Unos gritos despertaron a Steve. Todavía era de noche. No sabía cuánto había dormido, pero los miembros ya no le dolían tanto. Con los codos sobre la almohada, se incorporó a medias y miró por el dormitorio para averiguar a qué se debía la conmoción. Cuatro filas de camas más allá, dos hombres estaban luchando. La manzana de la discordia no estaba nada clara. Simplemente luchaban cuerpo a cuerpo, aferrados como mujeres (el espectáculo hizo reír a Steve), chillando y tirándose del pelo. A la luz de la luna, la sangre de sus caras y manos se veía negra. Uno de ellos, el mayor, cayó sobre su cama gritando:

—¡No iré a la calle Finchley! ¡No me obligarás! ¡No me pegues! ¡No soy el que buscas! ¡De verdad!

El otro no lo escuchaba; era demasiado estúpido o estaba demasiado enloquecido para comprender que el viejo suplicaba que lo dejaran en paz.
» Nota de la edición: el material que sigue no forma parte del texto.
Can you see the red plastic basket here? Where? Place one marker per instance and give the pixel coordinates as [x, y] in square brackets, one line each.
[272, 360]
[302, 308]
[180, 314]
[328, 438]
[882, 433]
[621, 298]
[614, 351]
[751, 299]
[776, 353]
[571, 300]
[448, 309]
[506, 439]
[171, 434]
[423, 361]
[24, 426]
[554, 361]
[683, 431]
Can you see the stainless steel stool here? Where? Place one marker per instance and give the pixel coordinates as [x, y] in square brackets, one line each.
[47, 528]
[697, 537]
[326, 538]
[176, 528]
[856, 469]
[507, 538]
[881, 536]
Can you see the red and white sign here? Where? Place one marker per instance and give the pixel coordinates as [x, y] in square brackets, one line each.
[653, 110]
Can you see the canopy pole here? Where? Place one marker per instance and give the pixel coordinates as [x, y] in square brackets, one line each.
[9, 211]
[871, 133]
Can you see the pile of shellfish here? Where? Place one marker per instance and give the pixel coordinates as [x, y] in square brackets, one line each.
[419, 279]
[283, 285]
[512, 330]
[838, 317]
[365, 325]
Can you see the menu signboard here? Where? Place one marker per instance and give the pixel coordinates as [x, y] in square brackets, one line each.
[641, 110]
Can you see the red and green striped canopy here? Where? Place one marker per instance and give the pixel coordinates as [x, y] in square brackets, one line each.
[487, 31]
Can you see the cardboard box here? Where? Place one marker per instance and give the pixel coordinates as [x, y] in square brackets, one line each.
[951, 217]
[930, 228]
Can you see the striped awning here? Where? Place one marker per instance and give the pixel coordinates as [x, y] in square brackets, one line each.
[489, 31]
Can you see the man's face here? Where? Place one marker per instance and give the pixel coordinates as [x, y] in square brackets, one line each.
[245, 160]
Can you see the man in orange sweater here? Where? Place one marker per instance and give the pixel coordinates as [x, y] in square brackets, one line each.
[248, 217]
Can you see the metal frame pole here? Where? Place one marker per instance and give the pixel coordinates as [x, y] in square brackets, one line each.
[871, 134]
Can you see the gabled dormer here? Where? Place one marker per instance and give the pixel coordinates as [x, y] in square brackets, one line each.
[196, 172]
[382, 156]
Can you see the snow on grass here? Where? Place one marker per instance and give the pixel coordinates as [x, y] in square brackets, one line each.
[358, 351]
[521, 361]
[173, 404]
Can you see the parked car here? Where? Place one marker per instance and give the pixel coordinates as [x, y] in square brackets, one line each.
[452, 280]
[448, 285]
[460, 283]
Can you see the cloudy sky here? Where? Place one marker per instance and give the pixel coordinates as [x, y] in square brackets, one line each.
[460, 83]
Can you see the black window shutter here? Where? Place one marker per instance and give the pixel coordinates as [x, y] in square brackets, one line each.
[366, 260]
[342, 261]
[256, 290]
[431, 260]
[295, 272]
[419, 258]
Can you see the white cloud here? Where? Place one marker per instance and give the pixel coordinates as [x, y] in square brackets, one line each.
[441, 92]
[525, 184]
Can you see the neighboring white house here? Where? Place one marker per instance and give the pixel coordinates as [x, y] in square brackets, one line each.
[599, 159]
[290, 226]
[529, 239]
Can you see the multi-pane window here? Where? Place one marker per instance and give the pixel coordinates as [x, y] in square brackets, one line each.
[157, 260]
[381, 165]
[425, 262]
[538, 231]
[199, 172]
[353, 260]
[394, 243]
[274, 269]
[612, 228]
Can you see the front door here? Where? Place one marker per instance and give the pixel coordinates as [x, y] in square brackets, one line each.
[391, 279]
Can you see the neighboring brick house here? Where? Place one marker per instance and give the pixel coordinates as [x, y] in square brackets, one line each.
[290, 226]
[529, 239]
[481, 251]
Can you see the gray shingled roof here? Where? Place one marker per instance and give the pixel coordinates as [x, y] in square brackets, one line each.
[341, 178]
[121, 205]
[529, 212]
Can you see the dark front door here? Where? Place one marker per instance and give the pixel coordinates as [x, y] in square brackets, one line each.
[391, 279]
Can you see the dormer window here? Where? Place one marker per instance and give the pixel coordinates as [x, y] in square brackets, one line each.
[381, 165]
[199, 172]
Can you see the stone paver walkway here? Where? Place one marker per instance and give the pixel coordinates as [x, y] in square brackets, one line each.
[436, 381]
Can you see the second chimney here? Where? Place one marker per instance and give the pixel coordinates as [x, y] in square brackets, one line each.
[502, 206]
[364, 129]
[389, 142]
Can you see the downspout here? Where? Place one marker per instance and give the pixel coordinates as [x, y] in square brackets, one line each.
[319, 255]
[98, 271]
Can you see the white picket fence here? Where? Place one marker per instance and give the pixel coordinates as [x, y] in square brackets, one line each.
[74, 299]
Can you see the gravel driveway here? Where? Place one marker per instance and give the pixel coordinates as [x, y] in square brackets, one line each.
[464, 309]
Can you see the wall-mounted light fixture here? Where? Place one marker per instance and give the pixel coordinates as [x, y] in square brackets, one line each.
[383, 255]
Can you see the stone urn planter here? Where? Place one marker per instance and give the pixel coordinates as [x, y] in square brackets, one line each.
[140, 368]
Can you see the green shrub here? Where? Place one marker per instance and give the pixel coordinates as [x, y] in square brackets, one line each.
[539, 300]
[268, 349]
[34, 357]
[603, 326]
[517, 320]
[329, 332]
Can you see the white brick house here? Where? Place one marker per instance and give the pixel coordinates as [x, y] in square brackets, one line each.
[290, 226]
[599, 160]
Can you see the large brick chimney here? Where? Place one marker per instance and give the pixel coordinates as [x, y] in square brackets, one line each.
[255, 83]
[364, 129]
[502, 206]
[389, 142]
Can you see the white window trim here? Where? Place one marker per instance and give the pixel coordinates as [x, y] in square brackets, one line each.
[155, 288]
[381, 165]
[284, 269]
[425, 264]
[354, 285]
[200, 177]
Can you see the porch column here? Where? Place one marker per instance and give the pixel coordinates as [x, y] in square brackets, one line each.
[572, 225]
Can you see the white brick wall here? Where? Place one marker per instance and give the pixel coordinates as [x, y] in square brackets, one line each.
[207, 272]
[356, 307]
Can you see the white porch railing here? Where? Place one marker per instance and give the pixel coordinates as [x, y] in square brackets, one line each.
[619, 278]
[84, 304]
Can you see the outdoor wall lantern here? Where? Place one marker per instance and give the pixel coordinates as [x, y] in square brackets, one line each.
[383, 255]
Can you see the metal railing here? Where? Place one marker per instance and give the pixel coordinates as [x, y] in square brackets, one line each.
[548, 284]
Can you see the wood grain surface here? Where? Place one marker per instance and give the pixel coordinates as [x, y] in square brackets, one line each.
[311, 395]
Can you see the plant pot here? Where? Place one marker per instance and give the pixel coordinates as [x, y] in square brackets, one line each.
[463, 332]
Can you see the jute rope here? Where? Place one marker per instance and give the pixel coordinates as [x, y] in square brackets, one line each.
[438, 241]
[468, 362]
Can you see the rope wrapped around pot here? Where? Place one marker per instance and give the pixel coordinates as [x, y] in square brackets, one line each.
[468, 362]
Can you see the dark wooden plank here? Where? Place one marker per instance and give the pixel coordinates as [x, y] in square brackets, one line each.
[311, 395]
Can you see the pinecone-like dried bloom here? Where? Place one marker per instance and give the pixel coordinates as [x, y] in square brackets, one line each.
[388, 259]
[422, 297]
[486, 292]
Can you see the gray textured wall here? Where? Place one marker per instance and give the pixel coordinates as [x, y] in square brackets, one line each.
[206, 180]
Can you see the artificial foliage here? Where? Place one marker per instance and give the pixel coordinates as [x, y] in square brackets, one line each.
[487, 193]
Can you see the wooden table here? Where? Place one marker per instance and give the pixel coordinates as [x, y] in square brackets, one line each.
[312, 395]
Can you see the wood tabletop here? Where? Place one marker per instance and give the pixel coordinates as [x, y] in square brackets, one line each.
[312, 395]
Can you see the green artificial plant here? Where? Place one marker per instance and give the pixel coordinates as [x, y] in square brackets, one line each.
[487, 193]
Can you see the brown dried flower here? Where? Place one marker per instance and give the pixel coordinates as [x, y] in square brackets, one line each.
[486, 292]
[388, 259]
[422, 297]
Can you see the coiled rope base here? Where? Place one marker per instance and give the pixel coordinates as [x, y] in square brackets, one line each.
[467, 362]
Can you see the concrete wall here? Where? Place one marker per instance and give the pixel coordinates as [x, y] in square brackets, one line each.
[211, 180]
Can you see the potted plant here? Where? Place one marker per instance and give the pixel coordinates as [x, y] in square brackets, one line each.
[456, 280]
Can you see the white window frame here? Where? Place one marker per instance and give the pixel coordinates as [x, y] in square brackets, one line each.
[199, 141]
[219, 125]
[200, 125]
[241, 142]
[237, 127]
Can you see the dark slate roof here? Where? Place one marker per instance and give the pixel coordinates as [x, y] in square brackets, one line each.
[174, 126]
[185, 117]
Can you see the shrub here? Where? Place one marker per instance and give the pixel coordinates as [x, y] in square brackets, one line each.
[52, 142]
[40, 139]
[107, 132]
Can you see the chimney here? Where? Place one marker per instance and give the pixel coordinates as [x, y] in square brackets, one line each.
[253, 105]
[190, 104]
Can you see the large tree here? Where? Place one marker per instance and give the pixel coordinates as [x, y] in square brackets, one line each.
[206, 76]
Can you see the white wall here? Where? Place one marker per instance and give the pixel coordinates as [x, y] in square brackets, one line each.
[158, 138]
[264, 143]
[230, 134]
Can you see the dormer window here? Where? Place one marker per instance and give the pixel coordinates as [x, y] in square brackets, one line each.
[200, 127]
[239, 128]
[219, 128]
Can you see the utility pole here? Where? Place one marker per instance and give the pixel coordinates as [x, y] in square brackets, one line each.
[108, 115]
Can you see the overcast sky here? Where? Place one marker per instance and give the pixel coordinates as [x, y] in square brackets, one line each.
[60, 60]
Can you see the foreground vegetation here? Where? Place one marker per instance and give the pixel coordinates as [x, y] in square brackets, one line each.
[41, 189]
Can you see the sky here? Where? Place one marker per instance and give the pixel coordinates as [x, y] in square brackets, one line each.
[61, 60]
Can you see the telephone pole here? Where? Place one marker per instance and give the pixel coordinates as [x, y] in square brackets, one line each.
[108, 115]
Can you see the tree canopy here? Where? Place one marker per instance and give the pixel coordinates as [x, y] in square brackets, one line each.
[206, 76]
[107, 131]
Animado por los espectadores que se hacinaban en torno a la pelea, el atacante del viejo se había quitado el zapato y azotaba con él a su víctima. Steve oía el impacto del tacón contra la cabeza. Cada golpe iba acompañado de muestras de entusiasmo y de quejas menguantes por parte del viejo.

Súbitamente, los aplausos vacilaron nada más entrar alguien en el dormitorio. Steve no podía distinguir quién era; la muchedumbre congregada en torno a la reyerta le impedía ver la puerta.

Sí que vio, sin embargo, al vencedor alzar el zapato en el aire con un grito final de: «¡Cabrón!».

El zapato.

Steve no podía apartar los ojos del zapato. Se elevaba en el aire, volteándose al hacerlo, y luego caía en picado sobre los barrotes como un pájaro herido. Steve lo vio claramente, más claramente de lo que había visto nada durante muchos días.

Cayó cerca de él.

Cayó con un ruido estentóreo.

Cayó de lado, igual que el suyo. Su zapato. El que se quitó con el pie. Sobre la rejilla. En la habitación. En la casa. En la calle Pilgrim.

El mismo sueño despertó a Quaid. Siempre las escaleras. Siempre se veía mirando por el túnel de las escaleras mientras aquella visión ridícula, medio broma y medio horror, avanzaba de puntillas hacia él, riéndose a cada paso.

Antes no había soñado nunca dos veces en una sola noche. Sacó la mano por encima del borde de la cama y buscó a tientas la botella que guardaba por allí. En la oscuridad bebió de ella un trago muy largo.

Steve cruzó la maraña de hombres furiosos sin importarle los gritos o los gruñidos y maldiciones del viejo. A los guardas les estaba costando apaciguar los ánimos. Era la última vez que dejaban entrar al viejo Crowley: siempre organizaba follones. Aquello tenía todas las trazas de acabar en reyerta; costaría horas tranquilizarlos de nuevo.

Nadie le preguntó nada a Steve mientras paseaba por el pasillo, cruzaba la puerta y entraba en el vestíbulo del refugio nocturno. Las puertas de batientes estaban cerradas, pero el aire nocturno, amargo antes del amanecer, refrescaba al colarse por los resquicios.

La diminuta recepción estaba vacía, y por la puerta Steve vio el extintor de incendios colgado de la pared. Era rojo y brillante. Al lado de él había una manguera larga y negra, enrollada en un tambor rojo como una serpiente dormida. Al lado, colocada sobre dos ganchos en la pared, un hacha.